To solve the problem, we need to find the value of \( a \) such that the determinant of the matrix formed by the vectors \( \vec{V_1}, \vec{V_2}, \vec{V_3} \) is minimized. ### Step-by-Step Solution: 1. **Define the Vectors**: \[ \vec{V_1} = \hat{i} + \hat{j} + \hat{k}, \quad \vec{V_2} = \hat{j} + a\hat{k}, \quad \vec{V_3} = a\hat{i} + \hat{k} \] 2. **Form the Matrix**: The vectors can be represented as a matrix: \[ \begin{bmatrix} 1 & 1 & 1 \\ 0 & 1 & a \\ a & 0 & 1 \end{bmatrix} \] 3. **Calculate the Determinant**: The determinant of the matrix is given by: \[ D = \begin{vmatrix} 1 & 1 & 1 \\ 0 & 1 & a \\ a & 0 & 1 \end{vmatrix} \] We can calculate this determinant using the formula for a 3x3 matrix: \[ D = 1 \cdot \begin{vmatrix} 1 & a \\ 0 & 1 \end{vmatrix} - 1 \cdot \begin{vmatrix} 0 & a \\ a & 1 \end{vmatrix} + 1 \cdot \begin{vmatrix} 0 & 1 \\ a & 0 \end{vmatrix} \] Calculating each of these 2x2 determinants: \[ = 1 \cdot (1 \cdot 1 - 0 \cdot a) - 1 \cdot (0 \cdot 1 - a \cdot a) + 1 \cdot (0 \cdot 0 - 1 \cdot a) \] \[ = 1 - (-a^2) - a = 1 + a^2 - a \] Thus, we have: \[ D = a^2 - a + 1 \] 4. **Minimize the Determinant**: To find the minimum value of \( D \), we can take the derivative with respect to \( a \): \[ \frac{dD}{da} = 2a - 1 \] Setting the derivative to zero for minimization: \[ 2a - 1 = 0 \implies a = \frac{1}{2} \] 5. **Second Derivative Test**: To confirm that this is a minimum, we take the second derivative: \[ \frac{d^2D}{da^2} = 2 \] Since \( \frac{d^2D}{da^2} > 0 \), this indicates that \( D \) has a minimum at \( a = \frac{1}{2} \). 6. **Check the Given Options**: The options provided were \( \sqrt{3}, 3, \frac{1}{3}, \frac{1}{\sqrt{3}} \).
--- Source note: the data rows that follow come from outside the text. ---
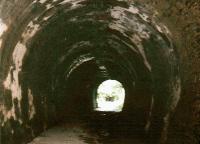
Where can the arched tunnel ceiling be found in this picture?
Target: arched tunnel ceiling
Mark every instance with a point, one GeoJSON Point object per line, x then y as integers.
{"type": "Point", "coordinates": [53, 50]}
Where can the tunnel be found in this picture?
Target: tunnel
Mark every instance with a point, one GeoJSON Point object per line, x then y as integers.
{"type": "Point", "coordinates": [99, 71]}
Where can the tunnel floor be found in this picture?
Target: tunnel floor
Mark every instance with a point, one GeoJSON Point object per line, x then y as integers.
{"type": "Point", "coordinates": [84, 133]}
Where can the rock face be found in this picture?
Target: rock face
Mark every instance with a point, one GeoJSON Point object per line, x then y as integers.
{"type": "Point", "coordinates": [54, 54]}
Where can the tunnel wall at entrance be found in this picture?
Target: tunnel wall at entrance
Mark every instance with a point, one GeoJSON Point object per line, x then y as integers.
{"type": "Point", "coordinates": [27, 91]}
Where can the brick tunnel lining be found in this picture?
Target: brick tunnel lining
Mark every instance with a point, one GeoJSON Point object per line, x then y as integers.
{"type": "Point", "coordinates": [43, 72]}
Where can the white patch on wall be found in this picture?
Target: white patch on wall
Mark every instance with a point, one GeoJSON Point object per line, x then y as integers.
{"type": "Point", "coordinates": [3, 28]}
{"type": "Point", "coordinates": [12, 80]}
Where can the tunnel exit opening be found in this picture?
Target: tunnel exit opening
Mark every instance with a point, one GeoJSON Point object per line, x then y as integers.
{"type": "Point", "coordinates": [110, 96]}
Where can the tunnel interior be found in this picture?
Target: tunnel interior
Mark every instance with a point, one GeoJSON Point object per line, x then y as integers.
{"type": "Point", "coordinates": [56, 54]}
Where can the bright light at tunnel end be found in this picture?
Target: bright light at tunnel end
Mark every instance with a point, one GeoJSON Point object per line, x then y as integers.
{"type": "Point", "coordinates": [110, 96]}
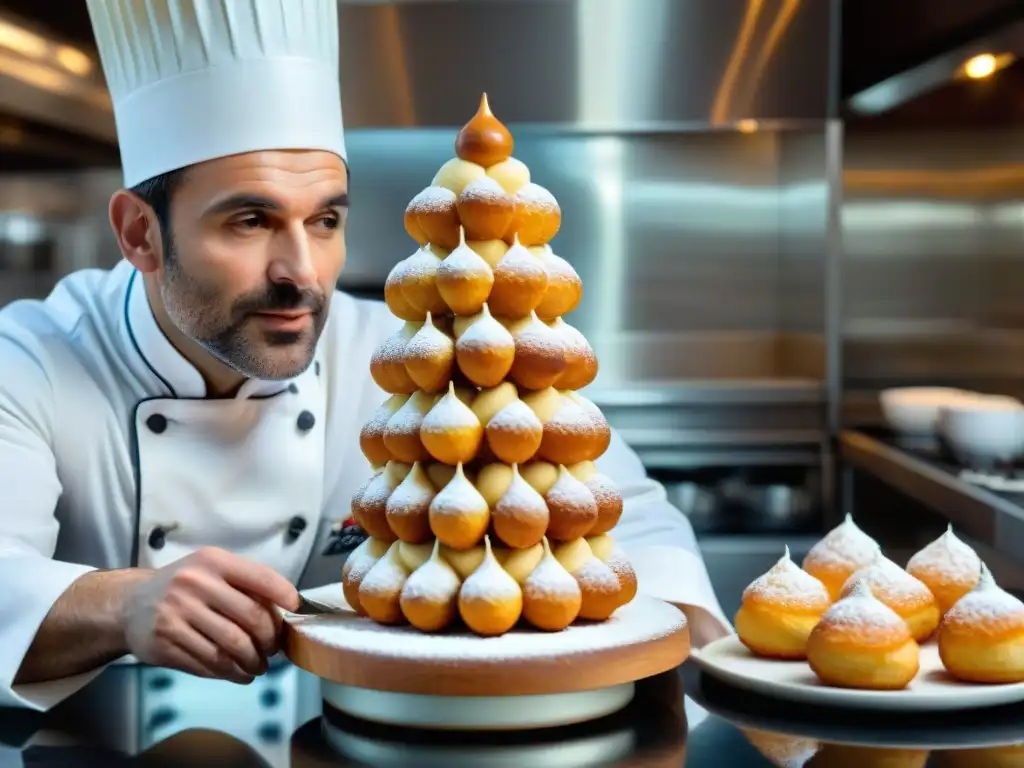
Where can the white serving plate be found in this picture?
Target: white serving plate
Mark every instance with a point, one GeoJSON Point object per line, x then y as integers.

Since \( a = \frac{1}{2} \) does not match any of the options, we need to check if we made any mistakes or if the question had a different interpretation. ### Conclusion: After checking the calculations, we find that the minimum value of \( D \) occurs at \( a = \frac{1}{2} \). However, since this does not match any options, it is possible that the problem requires a different approach or interpretation.